U.S. Army Private William A. Smith of Syracuse, Missouri, was assigned in June 1944 to Company C, 149th Engineer Combat Battalion, in the European Theater. On June 6, Smith was aboard Landing Craft Infantry 92 (LCI-92) along with 200 soldiers and 25 crewmen, headed toward Omaha Beach in Normandy as part of the largest seaborne invasion in recorded history.

U.S Army Pvt. William A. Smith (Courtesy: DPAA)

As LCI-92 approached the shoreline, the vessel struck an underwater, which caused the craft to burst into flames. The vessel was also struck by enemy artillery fire, which ignited the ship’s fuel stores in the forward compartment. The explosion killed everyone on board LCI-92.

Due to the situation, it was impossible for rescue or recovery operations. Around June 10, days after the Allies had successfully gained a foothold in France, members of the 500th Medical Collecting Company examined the wreckage of LCI-92 and discovered burnt remains in the troop compartment where Smith and other soldiers were believed to have been stationed.

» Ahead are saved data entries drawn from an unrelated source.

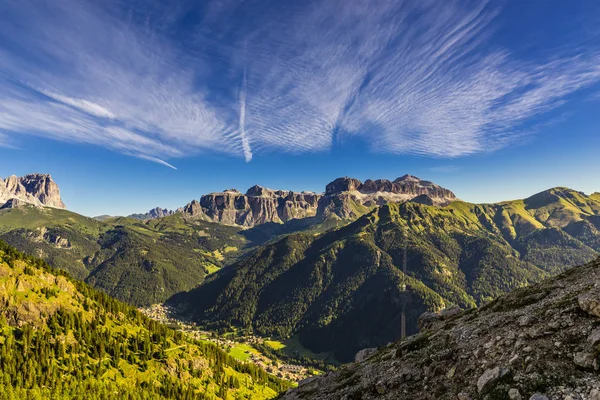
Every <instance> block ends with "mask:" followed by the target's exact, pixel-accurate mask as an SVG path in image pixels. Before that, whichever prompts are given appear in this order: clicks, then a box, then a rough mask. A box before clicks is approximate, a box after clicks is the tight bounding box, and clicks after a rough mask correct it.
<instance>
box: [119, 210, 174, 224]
mask: <svg viewBox="0 0 600 400" xmlns="http://www.w3.org/2000/svg"><path fill="white" fill-rule="evenodd" d="M173 214H175V211H172V210H169V209H166V208H160V207H156V208H153V209H152V210H150V211H148V212H147V213H143V214H131V215H129V218H135V219H139V220H141V221H145V220H148V219H157V218H163V217H168V216H169V215H173Z"/></svg>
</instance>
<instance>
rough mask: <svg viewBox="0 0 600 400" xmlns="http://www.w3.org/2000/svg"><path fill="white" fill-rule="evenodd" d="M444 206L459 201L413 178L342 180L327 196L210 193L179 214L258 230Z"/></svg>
mask: <svg viewBox="0 0 600 400" xmlns="http://www.w3.org/2000/svg"><path fill="white" fill-rule="evenodd" d="M415 199H416V200H417V201H418V202H424V203H426V204H431V205H437V206H443V205H448V204H450V203H451V202H452V201H455V200H456V199H457V198H456V196H455V195H454V193H452V192H451V191H450V190H448V189H445V188H442V187H441V186H439V185H436V184H434V183H432V182H429V181H424V180H421V179H419V178H417V177H414V176H412V175H404V176H402V177H400V178H397V179H396V180H394V181H388V180H386V179H378V180H370V179H369V180H367V181H365V182H364V183H363V182H361V181H360V180H358V179H355V178H349V177H344V178H338V179H336V180H334V181H333V182H331V183H329V184H328V185H327V186H326V188H325V193H324V194H321V193H314V192H292V191H287V190H272V189H267V188H263V187H261V186H258V185H255V186H253V187H251V188H250V189H248V191H247V192H246V193H245V194H242V193H240V192H239V191H238V190H236V189H228V190H225V191H223V192H219V193H209V194H206V195H204V196H202V197H201V198H200V201H198V200H194V201H192V202H191V203H189V204H187V205H186V206H185V207H183V208H181V209H179V210H178V212H181V213H183V215H185V216H187V217H190V218H200V219H204V220H207V221H213V222H219V223H223V224H226V225H238V226H242V227H252V226H255V225H260V224H265V223H286V222H289V221H291V220H295V219H304V218H313V217H314V218H316V222H320V221H322V220H326V219H341V220H349V219H355V218H357V217H359V216H361V215H363V214H365V213H367V212H368V211H370V210H371V209H373V207H376V206H380V205H384V204H387V203H389V202H395V203H398V202H406V201H411V200H415Z"/></svg>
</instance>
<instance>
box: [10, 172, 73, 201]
mask: <svg viewBox="0 0 600 400" xmlns="http://www.w3.org/2000/svg"><path fill="white" fill-rule="evenodd" d="M19 202H24V203H29V204H33V205H35V206H47V207H54V208H66V206H65V204H64V203H63V201H62V199H61V197H60V190H59V188H58V185H57V184H56V183H55V182H54V181H53V180H52V177H51V176H50V175H48V174H29V175H25V176H22V177H17V176H16V175H12V176H9V177H8V178H6V179H2V178H1V177H0V207H6V208H8V207H15V206H17V205H18V204H19Z"/></svg>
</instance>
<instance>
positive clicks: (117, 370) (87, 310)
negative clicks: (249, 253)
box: [0, 242, 289, 400]
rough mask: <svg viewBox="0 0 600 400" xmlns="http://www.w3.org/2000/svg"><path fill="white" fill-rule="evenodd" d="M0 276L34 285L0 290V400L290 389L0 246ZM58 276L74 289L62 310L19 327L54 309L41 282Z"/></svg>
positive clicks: (12, 250) (52, 295) (271, 390)
mask: <svg viewBox="0 0 600 400" xmlns="http://www.w3.org/2000/svg"><path fill="white" fill-rule="evenodd" d="M3 266H4V267H3ZM2 267H3V268H4V269H8V272H7V273H5V274H4V275H7V274H8V276H12V277H14V278H16V281H19V282H25V281H26V282H34V283H36V282H40V284H39V287H36V286H35V285H33V284H29V283H28V284H29V285H30V286H32V285H33V286H34V287H30V288H28V289H27V291H25V293H21V291H17V290H13V291H11V290H4V291H3V290H1V289H0V398H2V399H25V398H27V399H65V398H86V399H90V400H92V399H114V398H123V399H153V398H157V399H158V398H161V399H162V398H166V399H217V398H223V399H226V398H231V399H235V398H250V397H252V398H265V397H273V396H275V395H276V394H277V393H278V392H280V391H282V390H285V389H287V388H288V387H289V383H287V382H284V381H281V380H279V379H277V378H275V377H273V376H271V375H269V374H267V373H266V372H265V371H263V370H262V369H260V368H258V367H257V366H255V365H253V364H244V363H240V362H239V361H237V360H235V359H233V358H232V357H231V356H229V355H228V354H227V353H225V352H224V351H222V350H220V349H219V348H218V347H216V346H215V345H214V344H212V343H207V342H200V341H196V340H192V339H190V338H188V337H186V336H184V335H183V333H182V332H179V331H174V330H172V329H170V328H168V327H166V326H164V325H162V324H160V323H158V322H156V321H154V320H151V319H149V318H148V317H146V316H144V315H143V314H141V313H140V312H138V311H137V310H136V309H135V308H133V307H131V306H129V305H127V304H125V303H122V302H120V301H117V300H115V299H113V298H111V297H110V296H108V295H106V294H105V293H103V292H100V291H98V290H96V289H93V288H92V287H90V286H89V285H87V284H85V283H82V282H80V281H76V280H73V279H71V278H69V277H68V276H67V275H66V273H65V272H63V271H59V270H54V269H52V268H51V267H50V266H48V264H46V263H45V262H44V261H42V260H39V259H35V258H31V257H27V256H25V255H24V254H22V253H20V252H18V251H16V250H15V249H14V248H12V247H10V246H8V245H6V244H5V243H3V242H0V268H2ZM57 276H63V277H65V278H66V279H67V280H68V282H69V283H71V284H72V285H73V286H74V288H75V289H76V291H75V295H74V296H72V298H69V301H70V304H68V305H64V306H63V305H62V304H61V305H60V306H57V308H56V311H55V312H53V313H49V314H48V315H44V313H41V314H40V315H41V316H40V318H39V320H38V321H33V322H32V321H27V322H25V323H24V322H23V321H22V320H20V318H19V315H20V313H21V312H25V311H27V309H28V308H32V307H35V305H36V301H37V302H47V303H49V304H51V303H52V302H53V301H56V302H58V301H59V297H60V293H61V289H60V287H58V286H57V285H55V284H53V283H52V282H53V280H52V279H49V278H53V277H57ZM27 279H30V280H27ZM48 282H50V283H48ZM5 286H6V285H5ZM18 296H25V297H27V299H28V300H23V299H20V298H19V297H18ZM36 299H38V300H36ZM40 304H41V303H40ZM20 307H24V308H25V309H21V308H20Z"/></svg>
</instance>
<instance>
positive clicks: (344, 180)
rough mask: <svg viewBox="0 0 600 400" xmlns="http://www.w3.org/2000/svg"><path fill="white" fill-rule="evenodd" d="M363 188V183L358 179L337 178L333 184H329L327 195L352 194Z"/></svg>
mask: <svg viewBox="0 0 600 400" xmlns="http://www.w3.org/2000/svg"><path fill="white" fill-rule="evenodd" d="M361 186H362V182H361V181H359V180H358V179H356V178H350V177H348V176H345V177H343V178H337V179H336V180H334V181H333V182H331V183H329V184H327V186H326V187H325V195H332V194H337V193H342V192H351V191H353V190H358V188H359V187H361Z"/></svg>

The American Graves Registration Command retrieved the remains from LCI-92 and buried them in the U.S. Military Cemetery St. Laurent-sur-Mer.

In 1946, the AGRC examined the remains and separated them into four unknowns (X-53, X-83, X-83B, and X-83C). Unfortunately, the remains could not be identified at the time, and they were interred at the Normandy American Cemetery.

In June and August 2021, the Department of Defense exhumed the comingled remains of the four unknowns and transported them to the Defense POW/MIA Accounting Agency (DPAA) Laboratory for new analysis.

Scientists from the DPAA and the Armed Forces Medical Examiner System used anthropological and mitochondrial DNA analysis to identify the remains. The process requires familial DNA from the family member most closely related to the missing soldier, which is used as a main source for identifying remains.

U.S Army Pvt. William A. Smith (Courtesy: DPAA)

The DPAA successfully identified and accounted for Smith on Aug. 21, 2023. The Past Conflict Repatriations Branch, under the Army Casualty and Mortuary Affairs Operations Division at the U.S. Army Human Resources Command in Fort Knox, Kentucky, recently notified and briefed Smith’s family with information on the records of historical, forensic, and DNA reports, benefits, and the mortuary process, including burial with full military honors.

The Past Conflict Repatriations Branch plays a crucial role in the process of locating family members of missing soldiers from World War II, the Korean War, and the Vietnam War.

Smith will be laid to rest on Nov. 11 in St. Louis.

Meanwhile, Smith’s name is recorded on the Walls of the Missing at Normandy American Cemetery in Colleville-sur-Mer in France, along with the others who are missing from World War II. A rosette will be placed next to Smith’s name to indicate he has been accounted for.